Coupon rate: The new bonds offer in order to sell at face value

General Matter's outstanding bond issue has a coupon rate of 9.4%, and it sells at a yield to maturity of 7.80%. The firm wishes to issue additional bonds to the public. What coupon rate must the new bonds offer in order to sell at face value? Note: Enter your answer as a percent rounded to 2 decimal places.
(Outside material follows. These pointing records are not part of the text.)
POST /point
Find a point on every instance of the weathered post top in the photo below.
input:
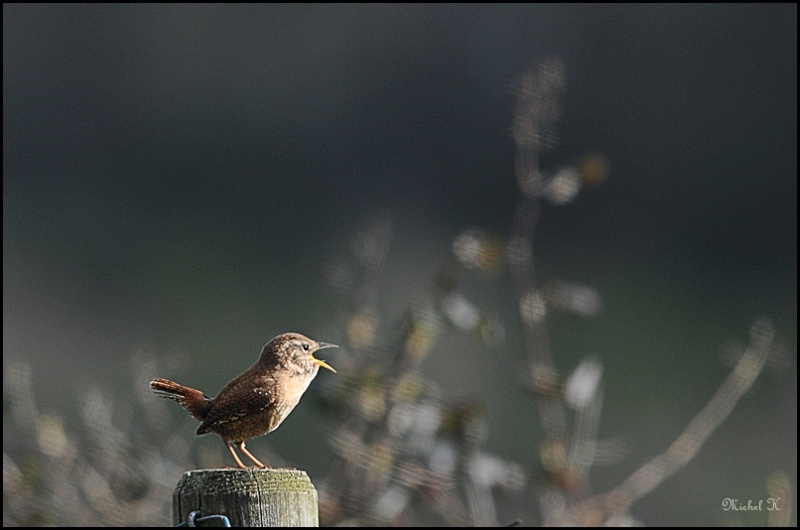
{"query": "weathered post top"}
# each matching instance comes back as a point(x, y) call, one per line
point(248, 497)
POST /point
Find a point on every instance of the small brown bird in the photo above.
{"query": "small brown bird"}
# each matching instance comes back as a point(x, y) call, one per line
point(256, 402)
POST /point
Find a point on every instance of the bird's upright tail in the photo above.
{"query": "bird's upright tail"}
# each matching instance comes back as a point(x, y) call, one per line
point(194, 401)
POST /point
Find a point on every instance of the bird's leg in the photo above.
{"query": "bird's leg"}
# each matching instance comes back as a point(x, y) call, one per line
point(240, 446)
point(229, 445)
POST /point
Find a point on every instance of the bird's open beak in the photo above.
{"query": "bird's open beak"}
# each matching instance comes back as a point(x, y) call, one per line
point(318, 362)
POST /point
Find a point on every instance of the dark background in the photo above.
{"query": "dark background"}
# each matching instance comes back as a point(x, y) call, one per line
point(176, 177)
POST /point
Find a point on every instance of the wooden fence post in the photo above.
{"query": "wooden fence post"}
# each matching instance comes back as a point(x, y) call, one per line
point(248, 497)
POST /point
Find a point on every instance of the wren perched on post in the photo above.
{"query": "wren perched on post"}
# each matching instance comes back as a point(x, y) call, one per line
point(257, 401)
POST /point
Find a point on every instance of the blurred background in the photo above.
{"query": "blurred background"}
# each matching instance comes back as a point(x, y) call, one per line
point(176, 178)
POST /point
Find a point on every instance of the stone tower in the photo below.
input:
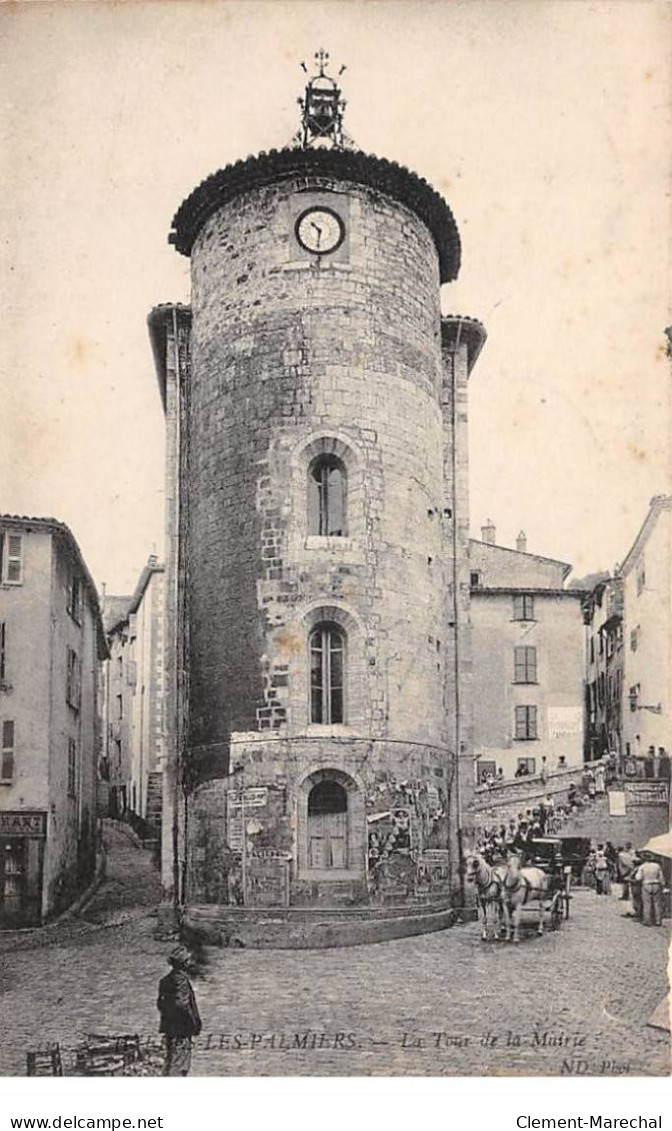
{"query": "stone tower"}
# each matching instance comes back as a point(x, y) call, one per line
point(317, 511)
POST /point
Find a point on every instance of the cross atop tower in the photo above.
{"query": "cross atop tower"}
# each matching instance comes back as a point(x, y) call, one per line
point(321, 110)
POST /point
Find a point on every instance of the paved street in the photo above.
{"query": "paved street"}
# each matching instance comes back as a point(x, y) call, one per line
point(437, 1004)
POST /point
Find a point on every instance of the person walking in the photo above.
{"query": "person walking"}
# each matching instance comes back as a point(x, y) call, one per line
point(626, 866)
point(180, 1020)
point(636, 888)
point(602, 878)
point(600, 778)
point(651, 875)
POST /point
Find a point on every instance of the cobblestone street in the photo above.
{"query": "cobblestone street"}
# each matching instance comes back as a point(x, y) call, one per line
point(434, 1004)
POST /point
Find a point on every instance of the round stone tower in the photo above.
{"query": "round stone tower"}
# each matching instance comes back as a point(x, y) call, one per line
point(319, 542)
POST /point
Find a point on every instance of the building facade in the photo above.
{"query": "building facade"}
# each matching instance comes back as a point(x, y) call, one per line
point(646, 578)
point(317, 578)
point(527, 642)
point(51, 646)
point(604, 668)
point(134, 698)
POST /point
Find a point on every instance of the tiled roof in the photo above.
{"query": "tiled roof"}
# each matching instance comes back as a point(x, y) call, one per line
point(52, 526)
point(355, 166)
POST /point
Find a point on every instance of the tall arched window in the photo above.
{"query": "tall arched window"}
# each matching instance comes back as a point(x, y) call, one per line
point(326, 497)
point(327, 826)
point(327, 674)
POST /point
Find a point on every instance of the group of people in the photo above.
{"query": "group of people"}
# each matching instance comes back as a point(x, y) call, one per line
point(517, 835)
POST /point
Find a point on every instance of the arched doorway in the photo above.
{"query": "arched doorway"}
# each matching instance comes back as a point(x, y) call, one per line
point(327, 826)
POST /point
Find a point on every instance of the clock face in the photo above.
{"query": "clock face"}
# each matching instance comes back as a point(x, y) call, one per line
point(320, 231)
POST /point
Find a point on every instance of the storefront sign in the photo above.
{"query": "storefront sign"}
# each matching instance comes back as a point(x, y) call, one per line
point(646, 793)
point(252, 797)
point(566, 722)
point(23, 825)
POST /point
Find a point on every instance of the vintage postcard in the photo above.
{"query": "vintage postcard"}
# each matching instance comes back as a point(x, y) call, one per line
point(335, 538)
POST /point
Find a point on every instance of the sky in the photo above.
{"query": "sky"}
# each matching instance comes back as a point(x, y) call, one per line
point(544, 124)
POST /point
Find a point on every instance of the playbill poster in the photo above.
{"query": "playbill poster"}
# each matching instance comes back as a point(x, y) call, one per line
point(335, 527)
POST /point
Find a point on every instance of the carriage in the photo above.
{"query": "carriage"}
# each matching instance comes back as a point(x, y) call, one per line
point(539, 880)
point(550, 855)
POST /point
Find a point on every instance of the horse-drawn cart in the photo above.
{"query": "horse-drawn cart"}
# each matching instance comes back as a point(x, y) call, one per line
point(546, 854)
point(539, 880)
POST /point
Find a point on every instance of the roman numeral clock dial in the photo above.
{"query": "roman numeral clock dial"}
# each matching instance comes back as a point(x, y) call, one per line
point(320, 231)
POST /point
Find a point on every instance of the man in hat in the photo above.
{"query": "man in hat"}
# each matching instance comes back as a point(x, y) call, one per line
point(649, 874)
point(180, 1020)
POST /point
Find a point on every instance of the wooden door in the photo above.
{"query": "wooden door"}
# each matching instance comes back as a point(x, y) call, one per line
point(327, 840)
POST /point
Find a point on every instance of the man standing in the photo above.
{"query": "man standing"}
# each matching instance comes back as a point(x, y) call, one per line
point(602, 879)
point(180, 1020)
point(626, 866)
point(651, 877)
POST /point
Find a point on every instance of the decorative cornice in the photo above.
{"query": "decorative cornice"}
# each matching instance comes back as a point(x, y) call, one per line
point(377, 173)
point(456, 328)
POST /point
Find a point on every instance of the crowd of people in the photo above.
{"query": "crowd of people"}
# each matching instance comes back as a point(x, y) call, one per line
point(639, 874)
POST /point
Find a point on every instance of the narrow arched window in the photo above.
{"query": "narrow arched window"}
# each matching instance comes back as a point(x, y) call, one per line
point(326, 497)
point(327, 674)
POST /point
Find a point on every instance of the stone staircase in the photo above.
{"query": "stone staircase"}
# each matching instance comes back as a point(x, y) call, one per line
point(154, 800)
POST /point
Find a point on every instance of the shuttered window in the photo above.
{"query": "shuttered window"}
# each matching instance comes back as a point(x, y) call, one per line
point(526, 722)
point(525, 665)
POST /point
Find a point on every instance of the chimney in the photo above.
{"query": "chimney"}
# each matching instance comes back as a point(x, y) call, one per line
point(488, 533)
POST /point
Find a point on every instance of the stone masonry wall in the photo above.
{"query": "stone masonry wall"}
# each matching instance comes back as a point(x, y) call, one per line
point(291, 357)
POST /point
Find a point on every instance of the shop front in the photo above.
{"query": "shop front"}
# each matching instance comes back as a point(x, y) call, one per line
point(23, 835)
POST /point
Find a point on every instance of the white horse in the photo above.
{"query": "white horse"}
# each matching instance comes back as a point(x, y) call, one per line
point(523, 887)
point(489, 881)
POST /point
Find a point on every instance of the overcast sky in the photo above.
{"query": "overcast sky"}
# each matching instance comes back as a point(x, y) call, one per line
point(546, 128)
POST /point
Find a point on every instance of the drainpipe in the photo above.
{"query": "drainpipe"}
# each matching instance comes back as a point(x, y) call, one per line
point(456, 620)
point(177, 635)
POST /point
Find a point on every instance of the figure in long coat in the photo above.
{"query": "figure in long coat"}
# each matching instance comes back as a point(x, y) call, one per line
point(180, 1020)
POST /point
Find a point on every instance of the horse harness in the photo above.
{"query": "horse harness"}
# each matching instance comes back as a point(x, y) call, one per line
point(492, 881)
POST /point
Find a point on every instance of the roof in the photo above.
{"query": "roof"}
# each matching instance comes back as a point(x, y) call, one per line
point(456, 328)
point(349, 165)
point(114, 610)
point(657, 504)
point(523, 553)
point(62, 532)
point(476, 589)
point(131, 604)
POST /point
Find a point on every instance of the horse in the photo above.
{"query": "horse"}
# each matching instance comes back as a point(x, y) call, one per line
point(489, 882)
point(520, 887)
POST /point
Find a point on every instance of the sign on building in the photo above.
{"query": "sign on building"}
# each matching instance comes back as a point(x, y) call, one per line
point(23, 825)
point(646, 793)
point(565, 722)
point(252, 797)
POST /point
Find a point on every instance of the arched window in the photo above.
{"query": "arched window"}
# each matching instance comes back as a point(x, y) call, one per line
point(326, 497)
point(327, 825)
point(327, 674)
  To determine the coupon rate for the new bonds that will enable them to sell at face value, we need to understand the relationship between coupon rates and bond prices. When a bond sells at face value, it means that the price of the bond is equal to its face value. In this case, General Matter's outstanding bond issue sells at a yield to maturity of 7.80%, which implies that its price is equal to its face value. The coupon rate of the existing bond issue is 9.4%. We can use this information to calculate the price of the bond using the yield to maturity formula: Bond Price = Coupon Payment / Yield to Maturity + Face Value / (1 + Yield to Maturity)^n Since the bond is selling at face value, we can substitute the price with the face value: Face Value = Coupon Payment / Yield to Maturity + Face Value / (1 + Yield to Maturity)^n To find the coupon rate for the new bonds that will also sell at face value, we need to solve for the coupon payment in this equation. Face Value - Face Value / (1 + Yield to Maturity)^n = Coupon Payment / Yield to Maturity Coupon Payment = (Face Value - Face Value / (1 + Yield to Maturity)^n) * Yield to Maturity Now we can substitute the values into the equation: Coupon Payment = (Face Value - Face Value / (1 + 7.80%)^n) * 7.80% To find the coupon rate, we need to divide the coupon payment by the face value and multiply by 100%: Coupon Rate = (Coupon Payment / Face Value) * 100% Let's calculate the coupon rate for the new bonds: Coupon Rate = ((Face Value - Face Value / (1 + 7.80%)^n) * 7.80% / Face Value) * 100% Please provide the value of 'n' (the number of periods until maturity) and I will calculate the coupon rate for the new bonds.